Segera setelah meletakkan barang-barang di penginapan tak jauh dari situ, segera saya melangkahkan kaki menuju Kantor Pos Labuan Bajo. Beruntung bagi saya, masih terdapat sebuah bangku kosong di depan meja “bar” meja favorit saya untuk bisa mengamati ritual para barista menyeduh kopi sekaligus bisa untuk berinteraksi dan bersosialisasi dengan mereka. Di sebelah saya sebelumnya telah duduk sepasang wisatawan muda asal Kuala Lumpur Malaysia yang memesan espresso yang diseduh dengan rockpresso, “wow really a hand-crafted coffee” demikian komentar mereka yang segera saya timpali “every cup of coffee actually is handicraft” yang rupanya disangkal oleh mereka dengan “except s#b#cks” yang segera saya iyakan. Betapa sebuah kehangatan gerobak kopi membuat orang cepat akrab disana. Di depan saya terpasang dengan rapih beberapa perlengkapan menyeduh; grinder elektrik latina, rockpresso, beberapa decanter dan dripper V60 serta beberapa toples Suji berisikan beans Arabika Wae Rebo, Robusta Wae Rebo, Arabika Flores Bajawa Honey Process dan Aceh Gayo Wine.

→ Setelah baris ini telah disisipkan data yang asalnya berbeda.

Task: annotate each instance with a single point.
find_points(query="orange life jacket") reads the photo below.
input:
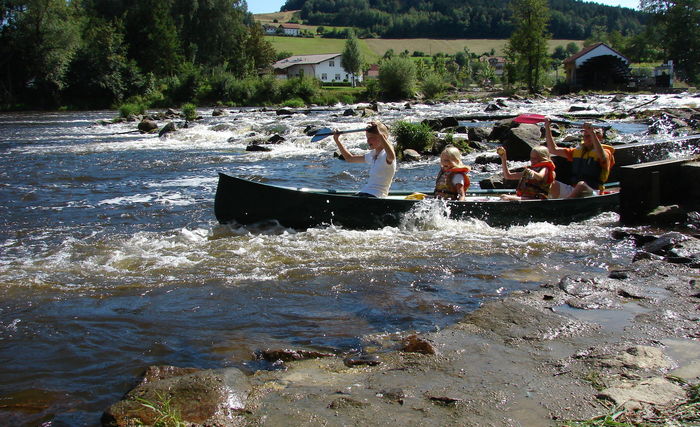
(443, 184)
(534, 188)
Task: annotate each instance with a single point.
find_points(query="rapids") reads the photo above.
(111, 259)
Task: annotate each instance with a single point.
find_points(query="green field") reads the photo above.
(373, 49)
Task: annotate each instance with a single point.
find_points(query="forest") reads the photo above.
(80, 54)
(570, 19)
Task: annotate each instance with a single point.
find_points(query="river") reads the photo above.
(111, 259)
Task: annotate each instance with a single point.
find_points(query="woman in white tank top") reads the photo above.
(382, 160)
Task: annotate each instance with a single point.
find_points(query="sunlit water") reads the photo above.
(111, 259)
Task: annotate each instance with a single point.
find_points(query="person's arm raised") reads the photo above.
(551, 145)
(349, 157)
(597, 146)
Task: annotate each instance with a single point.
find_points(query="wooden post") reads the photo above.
(645, 186)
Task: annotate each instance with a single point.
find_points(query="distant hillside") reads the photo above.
(570, 19)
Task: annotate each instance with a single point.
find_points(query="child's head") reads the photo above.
(539, 154)
(374, 130)
(450, 158)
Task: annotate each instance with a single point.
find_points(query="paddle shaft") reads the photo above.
(538, 118)
(326, 132)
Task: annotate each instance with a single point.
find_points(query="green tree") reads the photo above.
(397, 77)
(351, 60)
(680, 22)
(528, 43)
(38, 39)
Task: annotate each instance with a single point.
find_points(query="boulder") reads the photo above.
(256, 147)
(275, 139)
(521, 140)
(168, 128)
(202, 397)
(480, 134)
(411, 155)
(147, 126)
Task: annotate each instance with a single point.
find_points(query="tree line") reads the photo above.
(98, 53)
(569, 19)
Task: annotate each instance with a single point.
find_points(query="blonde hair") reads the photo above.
(542, 152)
(452, 153)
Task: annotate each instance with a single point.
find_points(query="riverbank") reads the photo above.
(574, 349)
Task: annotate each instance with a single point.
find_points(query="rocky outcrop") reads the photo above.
(200, 397)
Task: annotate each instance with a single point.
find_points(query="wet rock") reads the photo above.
(275, 139)
(618, 274)
(311, 130)
(575, 108)
(414, 344)
(367, 112)
(667, 215)
(204, 397)
(394, 395)
(346, 402)
(444, 400)
(520, 141)
(362, 360)
(449, 122)
(287, 355)
(639, 357)
(168, 128)
(633, 395)
(510, 319)
(480, 134)
(665, 242)
(411, 155)
(596, 301)
(579, 287)
(147, 126)
(434, 124)
(256, 147)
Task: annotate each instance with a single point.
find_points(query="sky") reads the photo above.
(268, 6)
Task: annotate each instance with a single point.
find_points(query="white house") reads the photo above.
(325, 67)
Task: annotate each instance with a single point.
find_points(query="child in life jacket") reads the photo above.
(452, 180)
(535, 180)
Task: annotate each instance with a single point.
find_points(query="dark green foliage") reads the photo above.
(419, 137)
(528, 43)
(98, 53)
(448, 19)
(679, 22)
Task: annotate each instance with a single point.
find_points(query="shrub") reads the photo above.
(418, 137)
(372, 90)
(189, 111)
(433, 85)
(397, 78)
(133, 108)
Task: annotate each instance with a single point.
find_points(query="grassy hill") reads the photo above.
(373, 49)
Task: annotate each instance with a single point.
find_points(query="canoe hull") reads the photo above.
(248, 202)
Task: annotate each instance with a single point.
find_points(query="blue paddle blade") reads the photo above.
(326, 132)
(322, 134)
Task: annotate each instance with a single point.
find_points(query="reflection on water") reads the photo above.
(111, 260)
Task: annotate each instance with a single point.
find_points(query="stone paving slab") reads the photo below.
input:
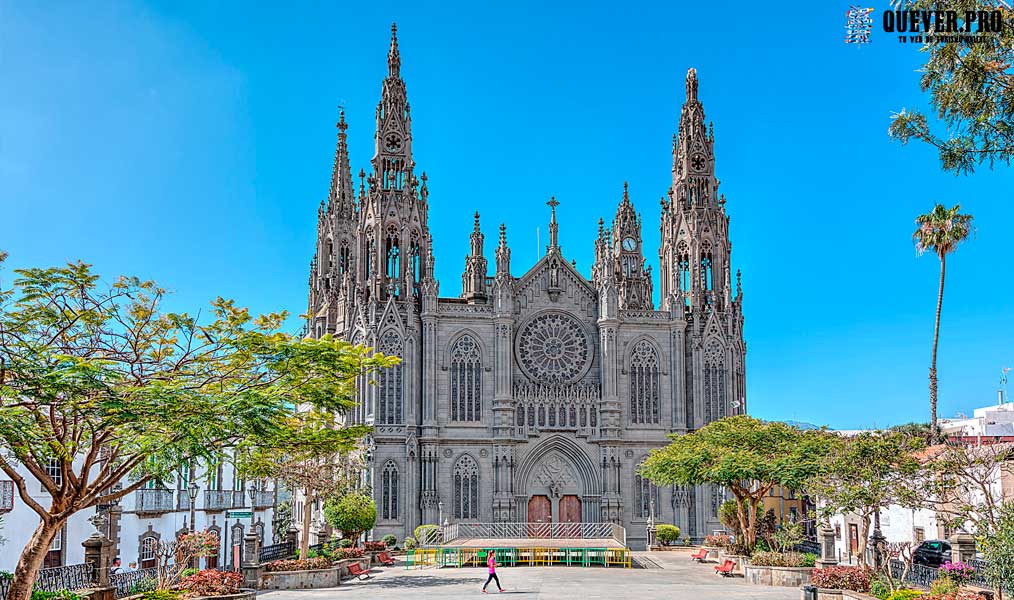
(675, 579)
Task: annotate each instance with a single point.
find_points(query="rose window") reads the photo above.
(554, 348)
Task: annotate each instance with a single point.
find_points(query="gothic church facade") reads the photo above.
(534, 394)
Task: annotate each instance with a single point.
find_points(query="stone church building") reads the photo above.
(534, 394)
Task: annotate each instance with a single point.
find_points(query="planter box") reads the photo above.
(783, 577)
(242, 595)
(343, 566)
(300, 580)
(741, 560)
(825, 594)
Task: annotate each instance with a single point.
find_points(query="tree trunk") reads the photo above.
(31, 559)
(863, 535)
(304, 543)
(934, 428)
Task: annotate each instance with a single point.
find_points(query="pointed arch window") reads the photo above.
(344, 258)
(389, 490)
(707, 263)
(393, 258)
(465, 489)
(645, 493)
(644, 384)
(715, 397)
(389, 405)
(465, 380)
(683, 267)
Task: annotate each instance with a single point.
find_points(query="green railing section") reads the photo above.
(517, 556)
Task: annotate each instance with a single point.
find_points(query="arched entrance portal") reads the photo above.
(559, 483)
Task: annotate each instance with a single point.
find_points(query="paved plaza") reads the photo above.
(671, 577)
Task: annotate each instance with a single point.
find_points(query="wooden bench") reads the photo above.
(356, 571)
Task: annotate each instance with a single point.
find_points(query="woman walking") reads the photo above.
(492, 564)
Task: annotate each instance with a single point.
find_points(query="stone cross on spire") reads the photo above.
(393, 57)
(554, 227)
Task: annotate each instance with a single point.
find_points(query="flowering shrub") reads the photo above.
(314, 564)
(856, 579)
(779, 559)
(212, 583)
(960, 595)
(958, 572)
(341, 553)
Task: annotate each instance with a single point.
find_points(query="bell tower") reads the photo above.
(627, 257)
(394, 233)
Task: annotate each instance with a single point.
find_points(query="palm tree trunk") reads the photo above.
(934, 428)
(304, 545)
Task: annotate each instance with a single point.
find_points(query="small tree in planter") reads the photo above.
(351, 514)
(174, 557)
(998, 548)
(744, 455)
(667, 534)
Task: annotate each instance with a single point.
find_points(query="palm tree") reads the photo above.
(940, 231)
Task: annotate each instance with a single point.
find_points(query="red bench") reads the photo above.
(356, 571)
(725, 569)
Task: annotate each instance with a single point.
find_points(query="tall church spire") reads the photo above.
(554, 227)
(474, 278)
(393, 57)
(342, 200)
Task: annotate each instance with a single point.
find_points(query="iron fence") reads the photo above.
(918, 574)
(72, 577)
(134, 582)
(921, 575)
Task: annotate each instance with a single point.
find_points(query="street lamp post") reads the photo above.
(193, 491)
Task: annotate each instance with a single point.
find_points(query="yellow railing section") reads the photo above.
(514, 556)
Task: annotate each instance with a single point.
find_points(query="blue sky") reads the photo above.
(191, 143)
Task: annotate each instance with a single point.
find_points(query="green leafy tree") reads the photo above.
(971, 90)
(99, 385)
(351, 514)
(940, 231)
(867, 472)
(313, 455)
(667, 534)
(998, 549)
(746, 456)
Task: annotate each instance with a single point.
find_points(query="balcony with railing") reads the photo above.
(6, 496)
(153, 501)
(220, 500)
(264, 499)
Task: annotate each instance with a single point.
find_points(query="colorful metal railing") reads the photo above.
(518, 556)
(534, 531)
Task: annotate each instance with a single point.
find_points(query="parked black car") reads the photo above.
(932, 552)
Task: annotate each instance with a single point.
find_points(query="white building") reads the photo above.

Saya memilih beans Arabika Wae Rebo Flores yang saya minta dibuatkan Eskopang – Japanese Iced Coffee dengan metode V60 oleh Mas Wawan, pemilik sekaligus nampaknya Head Barista Gerobucks Kopi. Sabar ya mas, sapanya dengan ramah karena nampak antrean pesanan orang-orang yang tiba sebelum saya. Santai aja mas, yang penting nyeduhnya jangan buru-buru ya biar enak nanti kopi nya, jawab saya. Iya, bagi saya menikmati kopi di slow bar seperti ini tidak sekedar menghirup kopi nya saja, namun juga menikmati segala ritual dan suasana atmosfer yang terbangun di satu coffee shop.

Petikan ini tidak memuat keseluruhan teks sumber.